Debugging

Terragrunt and OpenTofu/Terraform usually play well together in helping you write DRY, reusable infrastructure. But how do we figure out what went wrong in the rare case that they don’t play well?

Terragrunt provides a way to configure logging level through the --terragrunt-log-level command flag. Additionally, Terragrunt provides --terragrunt-debug, that can be used to generate terragrunt-debug.tfvars.json.

For example you could use it like this to debug an apply that’s producing unexpected output:

terragrunt apply --terragrunt-log-level debug --terragrunt-debug

Running this command will do two things for you:

• Output a file named terragrunt-debug.tfvars.json to your terragrunt working directory (the same one containing your terragrunt.hcl)
• Print instructions on how to invoke tofu/terraform against the generated file to reproduce exactly the same tofu/terraform output as you saw when invoking terragrunt. This will help you to determine where the problem’s root cause lies.

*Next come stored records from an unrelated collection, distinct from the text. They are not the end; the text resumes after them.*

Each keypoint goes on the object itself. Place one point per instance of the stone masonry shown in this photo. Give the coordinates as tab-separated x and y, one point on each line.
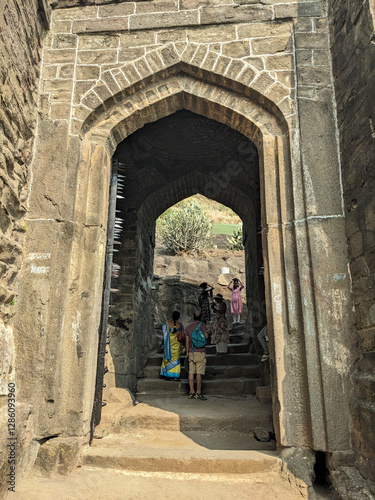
22	30
262	68
353	31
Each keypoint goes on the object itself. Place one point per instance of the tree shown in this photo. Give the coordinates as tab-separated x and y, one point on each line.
185	229
235	242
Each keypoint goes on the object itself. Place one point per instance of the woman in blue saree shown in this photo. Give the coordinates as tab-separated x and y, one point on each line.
172	331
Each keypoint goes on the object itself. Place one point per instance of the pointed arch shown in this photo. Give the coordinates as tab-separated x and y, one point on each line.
118	84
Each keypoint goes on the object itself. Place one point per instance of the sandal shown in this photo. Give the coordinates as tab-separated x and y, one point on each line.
200	396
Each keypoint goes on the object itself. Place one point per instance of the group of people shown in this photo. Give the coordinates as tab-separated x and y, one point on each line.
175	336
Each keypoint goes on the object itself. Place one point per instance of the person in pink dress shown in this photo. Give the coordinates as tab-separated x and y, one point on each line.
236	301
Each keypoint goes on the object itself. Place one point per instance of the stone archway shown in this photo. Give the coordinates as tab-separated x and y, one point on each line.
307	302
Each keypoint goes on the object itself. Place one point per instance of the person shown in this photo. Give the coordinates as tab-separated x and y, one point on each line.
197	358
263	339
172	330
203	301
220	335
236	301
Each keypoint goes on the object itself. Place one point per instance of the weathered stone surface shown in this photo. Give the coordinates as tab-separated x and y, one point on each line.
300	462
68	203
352	29
231	14
263	394
261	434
58	455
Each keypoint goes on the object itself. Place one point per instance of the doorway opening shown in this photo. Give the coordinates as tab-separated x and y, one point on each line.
163	163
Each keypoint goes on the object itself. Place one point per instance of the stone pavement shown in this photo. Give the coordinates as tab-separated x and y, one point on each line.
163	448
94	484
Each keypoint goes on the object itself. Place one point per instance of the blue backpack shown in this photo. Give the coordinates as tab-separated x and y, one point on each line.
198	338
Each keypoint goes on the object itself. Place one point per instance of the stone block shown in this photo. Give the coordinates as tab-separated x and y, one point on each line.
163	20
304	57
57	85
117	10
171	36
111	83
263	394
58	455
66	71
256	62
60	111
261	434
87	72
131	73
142	68
138	39
311	41
303	25
108	25
235	13
157	6
319	76
236	49
272	45
154	61
81	88
277	92
262	83
247	76
91	100
130	54
84	12
97	57
212	34
61	27
264	30
300	462
222	65
49	72
92	42
64	41
59	56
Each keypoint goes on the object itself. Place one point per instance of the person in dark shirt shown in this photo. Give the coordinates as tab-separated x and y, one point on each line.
197	358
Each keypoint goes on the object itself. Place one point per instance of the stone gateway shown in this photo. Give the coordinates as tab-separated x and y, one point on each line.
265	106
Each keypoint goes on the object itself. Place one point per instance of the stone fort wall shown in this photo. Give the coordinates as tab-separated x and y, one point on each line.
353	50
279	48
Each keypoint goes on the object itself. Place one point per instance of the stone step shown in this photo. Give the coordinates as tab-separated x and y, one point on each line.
215	371
170	451
216	359
216	386
178	413
232	348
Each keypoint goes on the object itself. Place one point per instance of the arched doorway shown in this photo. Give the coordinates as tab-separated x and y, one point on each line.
310	387
162	163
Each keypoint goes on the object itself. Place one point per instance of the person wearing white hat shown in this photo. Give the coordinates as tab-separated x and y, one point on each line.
220	335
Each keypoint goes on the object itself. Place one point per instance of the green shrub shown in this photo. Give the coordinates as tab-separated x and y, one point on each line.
185	229
235	242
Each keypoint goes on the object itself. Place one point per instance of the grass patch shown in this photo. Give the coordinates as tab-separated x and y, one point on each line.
227	229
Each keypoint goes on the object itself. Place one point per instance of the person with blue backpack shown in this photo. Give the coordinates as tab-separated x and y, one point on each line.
196	336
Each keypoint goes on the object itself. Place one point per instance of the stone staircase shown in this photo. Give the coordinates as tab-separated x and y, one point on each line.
165	434
234	373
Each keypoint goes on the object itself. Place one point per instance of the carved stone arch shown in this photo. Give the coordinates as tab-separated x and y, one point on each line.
112	123
117	84
305	414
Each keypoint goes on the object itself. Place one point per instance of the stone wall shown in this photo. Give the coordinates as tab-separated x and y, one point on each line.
264	71
353	51
22	26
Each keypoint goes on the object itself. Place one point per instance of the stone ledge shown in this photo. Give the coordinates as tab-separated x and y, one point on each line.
58	455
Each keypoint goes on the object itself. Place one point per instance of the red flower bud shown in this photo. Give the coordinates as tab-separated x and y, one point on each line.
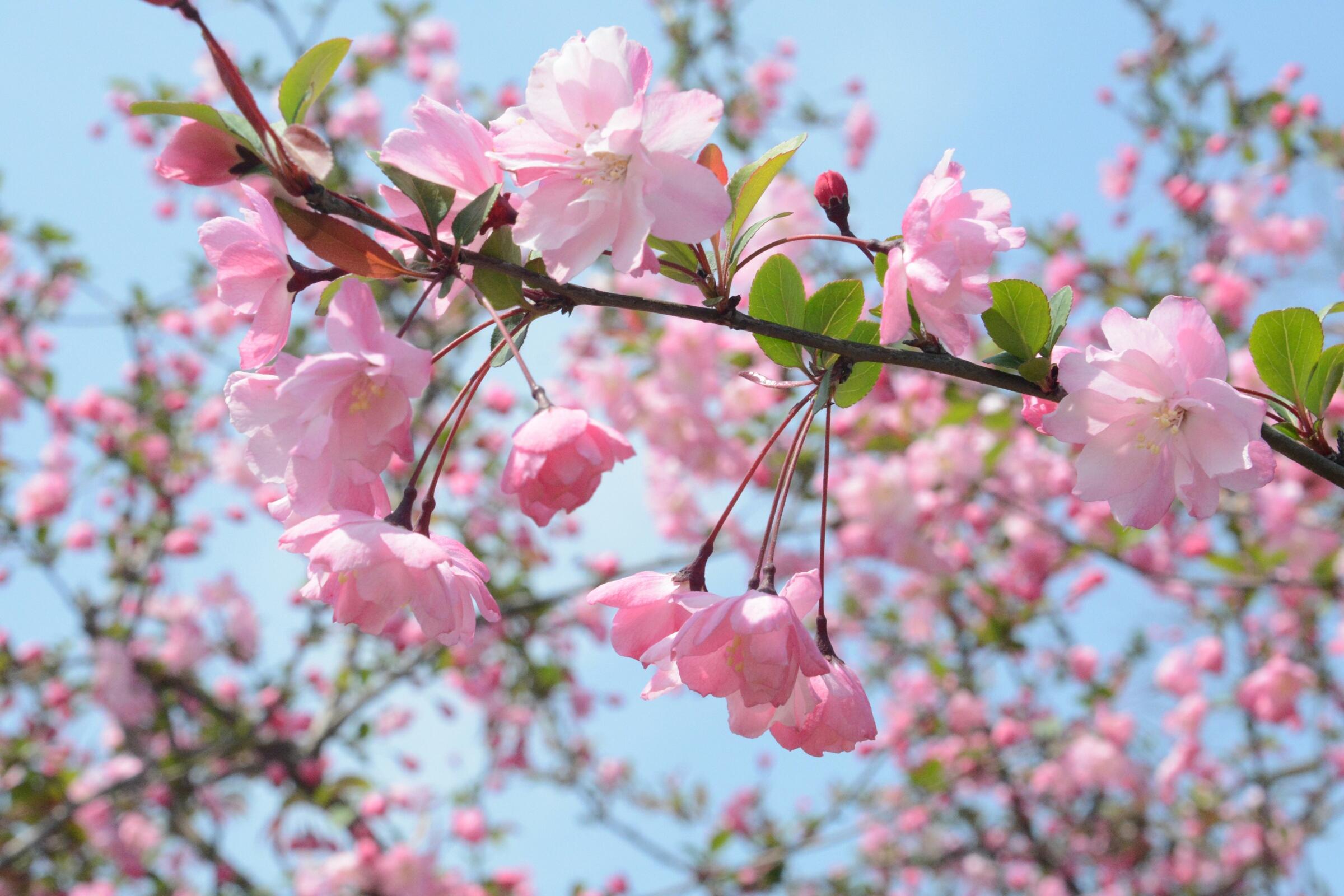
832	194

Using those features is helpful when you want determine which of these three major areas is the root cause of your problem:

1. Misconfiguration of your infrastructure code.
2. An error in terragrunt.
3. An error in tofu/terraform.

Let’s run through a few use-cases.

Debugging OpenTofu/Terraform Behavior

Consider this file structure for a fictional production environment where we have configured an application to deploy as many tasks as there are minimum number of machines in some cluster.

└── live
    └── prod
        └── app
        |   ├── vars.tf
        |   ├── main.tf
        |   ├── outputs.tf
        |   └── terragrunt.hcl
        └── ecs-cluster
            └── outputs.tf

The files contain this text (app/main.tf and ecs-cluster/outputs.tf omitted for brevity):

# app/vars.tf
variable "image_id" {
  type = string
}

variable "num_tasks" {
  type = number
}

# app/outputs.tf
output "task_ids" {
  value = module.app_infra_module.task_ids
}

# app/terragrunt.hcl
locals {
  image_id = "acme/myapp:1"
}

dependency "cluster" {
  config_path = "../ecs-cluster"
}

inputs = {
  image_id = locals.image_id
  num_tasks = dependency.cluster.outputs.cluster_min_size
}

You perform a terragrunt apply, and find that outputs.task_ids has 7 elements, but you know that the cluster only has 4 VMs in it! What’s happening? Let’s figure it out. Run this:

terragrunt apply --terragrunt-log-level debug --terragrunt-debug

After applying, you will see this output on standard error

[terragrunt] Variables passed to tofu/terraform are located in "~/live/prod/app/terragrunt-debug.tfvars"
[terragrunt] Run this command to replicate how tofu/terraform was invoked:
[terragrunt]     tofu/terraform apply -var-file="~/live/prod/app/terragrunt-debug.tfvars.json" "~/live/prod/app"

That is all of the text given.